European-Style Potato Salad
Posted on 26 Jul 2013Potato salad is arguably one of the most ubiquitous side dishes found at a barbecue, but most I’ve had are rarely tasty (in my opinion). Personally, I prefer serving a more European-style recipe; by adding more flavour using various herbs and spices I get a potato salad that gets met with rave reviews.

Ingredients
| Amount | Ingredient | Notes |
|---|---|---|
| 4-5 | potatoes, Red or Yukon Gold | peeled and quartered |
| 2 | eggs, hard-boiled | shelled & chopped |
| 1 stalk | celery | finely chopped |
| 1 | shallot | finely chopped |
| 1 tablespoon | parsley, flat-leaf | chopped |
| ¼ cup | mayonnaise | — |
| 1 tablespoon | Dijon mustard | the grainy variety is recommended |
| 1 tablespoon | cider vinegar | — |
| 1 teaspoon | Worcestershire sauce | — |
| ¼ teaspoon | paprika | — |
| — | salt & pepper | — |
Directions
- Bring a pot of heavily salted water (enough to cover the potatoes by a few centimetres) to boil.
- Boil the potatoes until they break apart easily with a fork.
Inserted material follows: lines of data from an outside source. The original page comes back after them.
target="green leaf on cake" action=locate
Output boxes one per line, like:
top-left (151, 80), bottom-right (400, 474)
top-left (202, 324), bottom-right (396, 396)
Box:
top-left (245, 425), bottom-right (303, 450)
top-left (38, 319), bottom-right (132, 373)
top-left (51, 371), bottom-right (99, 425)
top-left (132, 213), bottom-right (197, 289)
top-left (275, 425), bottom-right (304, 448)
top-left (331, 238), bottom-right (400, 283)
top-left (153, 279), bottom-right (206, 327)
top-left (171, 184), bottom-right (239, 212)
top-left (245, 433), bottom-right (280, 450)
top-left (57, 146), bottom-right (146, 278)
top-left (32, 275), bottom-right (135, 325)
- Whisk together the mayonnaise, Dijon mustard, cider vinegar, Worcestershire sauce and paprika in a bowl.
- Add the chopped celery, shallot, parsley and eggs. Combine thoroughly.
- Fold in the potatoes; break the larger pieces into bite-sized chunks.
- Salt and pepper to taste.
- Cover and refrigerate until serving.